The cause of depression is known to be influenced by serotonin levels that are lower than needed. For this reason, people with depression are often recommended to take Selective Serotonin Reuptake Inhibitors (SSRIs), the most popular antidepressant drugs.
Several previous studies have concluded that SSRIs can significantly reduce the risk of depression. However, a recent study refutes this.
A new study from a team of British, Swiss and Italian scientists evaluated the evidence for whether depression is associated with serotonin activity. They questioned the use of antidepressants and the serotonin theory of depression.
So far, the theory we knew is that depression is the result of an imbalance in brain chemicals, especially serotonin. This theory was influential for decades and provided important justification for the use of antidepressants.

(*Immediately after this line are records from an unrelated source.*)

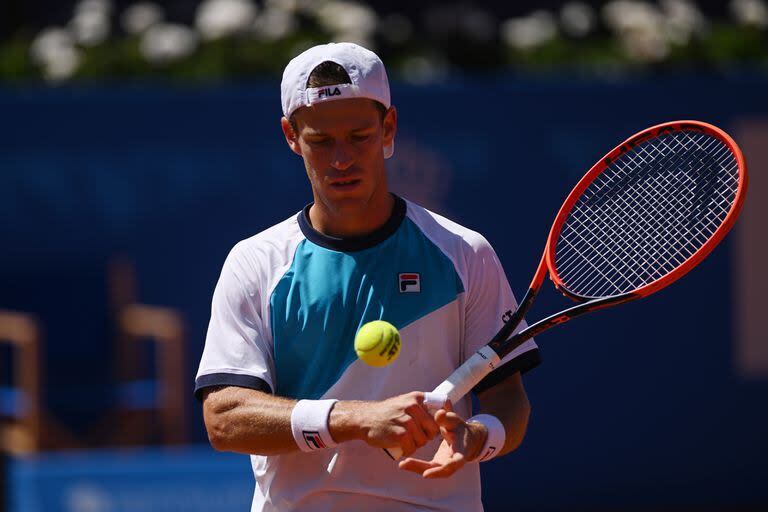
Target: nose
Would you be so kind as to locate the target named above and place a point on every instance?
(343, 156)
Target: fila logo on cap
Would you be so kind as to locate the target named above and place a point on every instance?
(409, 282)
(328, 92)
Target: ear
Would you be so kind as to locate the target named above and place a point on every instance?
(390, 125)
(290, 136)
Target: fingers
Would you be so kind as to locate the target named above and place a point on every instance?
(417, 465)
(448, 420)
(415, 436)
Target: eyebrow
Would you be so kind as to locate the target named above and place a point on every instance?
(310, 132)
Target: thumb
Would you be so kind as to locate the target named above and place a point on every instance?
(448, 420)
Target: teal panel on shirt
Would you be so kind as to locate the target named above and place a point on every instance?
(326, 296)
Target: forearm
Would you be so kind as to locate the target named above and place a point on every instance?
(248, 421)
(508, 402)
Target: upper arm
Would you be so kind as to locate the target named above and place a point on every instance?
(238, 348)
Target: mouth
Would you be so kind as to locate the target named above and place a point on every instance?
(345, 184)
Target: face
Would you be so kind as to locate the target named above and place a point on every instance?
(341, 143)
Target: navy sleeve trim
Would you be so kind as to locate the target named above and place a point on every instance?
(230, 379)
(522, 363)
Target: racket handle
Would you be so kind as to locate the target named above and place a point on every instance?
(460, 382)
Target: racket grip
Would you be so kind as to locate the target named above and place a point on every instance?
(458, 384)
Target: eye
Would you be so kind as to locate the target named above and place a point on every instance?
(320, 141)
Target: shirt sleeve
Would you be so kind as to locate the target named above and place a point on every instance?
(489, 297)
(237, 349)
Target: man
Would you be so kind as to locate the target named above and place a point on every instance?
(279, 378)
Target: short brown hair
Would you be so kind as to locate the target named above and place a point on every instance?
(331, 73)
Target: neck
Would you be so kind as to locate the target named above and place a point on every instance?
(351, 220)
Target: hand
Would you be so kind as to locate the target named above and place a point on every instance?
(398, 421)
(462, 443)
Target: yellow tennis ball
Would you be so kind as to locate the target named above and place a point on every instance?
(377, 343)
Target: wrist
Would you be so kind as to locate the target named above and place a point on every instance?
(495, 436)
(309, 424)
(344, 422)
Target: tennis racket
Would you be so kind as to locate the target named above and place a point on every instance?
(640, 219)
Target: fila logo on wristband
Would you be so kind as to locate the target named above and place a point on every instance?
(488, 454)
(309, 425)
(313, 439)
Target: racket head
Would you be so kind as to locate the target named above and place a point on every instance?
(647, 212)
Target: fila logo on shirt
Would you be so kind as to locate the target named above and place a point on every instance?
(409, 282)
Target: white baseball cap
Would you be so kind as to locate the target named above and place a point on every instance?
(365, 70)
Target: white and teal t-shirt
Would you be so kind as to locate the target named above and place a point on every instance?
(284, 316)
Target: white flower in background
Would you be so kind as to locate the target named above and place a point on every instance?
(168, 42)
(102, 6)
(626, 15)
(396, 28)
(54, 51)
(139, 17)
(274, 23)
(283, 5)
(683, 19)
(641, 29)
(91, 27)
(347, 20)
(529, 31)
(750, 12)
(221, 18)
(478, 25)
(577, 19)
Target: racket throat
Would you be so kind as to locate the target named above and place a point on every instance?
(512, 319)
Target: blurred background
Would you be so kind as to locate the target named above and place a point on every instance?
(140, 140)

The decreased levels of serotonin were first linked to depression in the 1960s. This theory was widely accepted in the 1990s with the advent of Selective Serotonin Reuptake Inhibitor (SSRI) antidepressants, which can temporarily increase the availability of serotonin in the brain.
Serotonin is a chemical courier that carries signals between nerve cells in the brain. It’s thought to have a good influence on mood, emotion and sleep.
NHS said SSRIs are the most commonly prescribed type of antidepressant. They are generally better than other antidepressants because they have fewer side effects. Although people may have the side effects, it is only troublesome at first, but they usually get better by the time. It’s also safe to use during pregnancy.
Fluoxetine is probably the most popular SSRI (sold under the brand name Prozac). Other SSRIs include citalopram (Cipramil), escitalopram (Cipralex), paroxetine (Seroxat), and sertraline (Lustral).
One in six adults in the UK and 13 percent of Americans take antidepressants. Surveys show that 80 percent or more of the general public now believe that depression is caused by an imbalance of brain chemistry.
The latest study, published in Molecular Psychiatry on July 20, 2022, analyzed 17 previous studies starting from 2010 on serotonin levels in people with depression.
In the study, Professor Moncrieff and colleagues aimed to capture all the relevant studies that have been published in the most important research areas on serotonin and depression. The studies included in this review involved tens of thousands of participants.
As a result, there was no evidence that depressed people had lower serotonin levels or abnormal serotonin activity compared to non-depressed people.
“It’s always hard to prove anything negative, but I think we can say that from the many studies done over the decades, there is no convincing evidence that depression is caused by a serotonin disorder, particularly by lower levels or decreased serotonin activity,” says Dr. lead author of the study, Joanna Moncrieff, a professor of psychiatry at University College London and a consultant psychiatrist at the North East London NHS Foundation Trust (NELFT).
The study doesn’t necessarily label SSRI use as ineffective but suggests that SSRIs don’t treat depression by improving serotonin levels. They found no difference in serotonin levels between people diagnosed with depression and healthy people, although polls show that 95 percent of the public believes this. Lowering serotonin levels in healthy volunteers also did not lead them to develop depression.
Is SSRI Still Effective?
However, many experts in this field have different opinions. They agreed that depression is a heterogeneous disorder with potentially multiple underlying causes. It’s not like a simple disease with just one direct cause.
Allan Young, director of the centre for affective disorders at the Institute of Psychiatry, Psychology, and Neuroscience, King’s College London, said that depression is not only because of imbalance theory, it’s related to biopsychosocial model.
“Many of us know that taking paracetamol can help with headaches and I don’t think anyone would believe that headaches are caused by not having enough paracetamol in the brain, the same logic applies to depression and drugs used to treat depression” — Michael Bloomfield
Michael Bloomfield, a psychiatrist at University College London said there is consistent evidence that antidepressant medicines can be helpful in the treatment of depression and can be life-saving.
Many other experts agreed that antidepressant medicines are one type of treatment alongside other types of treatment like psychotherapy (talking therapy). Taking SSRIs can still help treat depression, although it may not get to the root of the problem.
The effectiveness of antidepressant medication is different for each individual. That’s why it’s important that patient care is based on each individual’s needs and reviewed regularly.
Every medicine, including SSRIs which have been used for patients is based clinical trial evidence. This review does not change that.
We would not recommend for anyone to stop taking their antidepressants based on this review, and encourage anyone with concerns about their medication to contact their GP.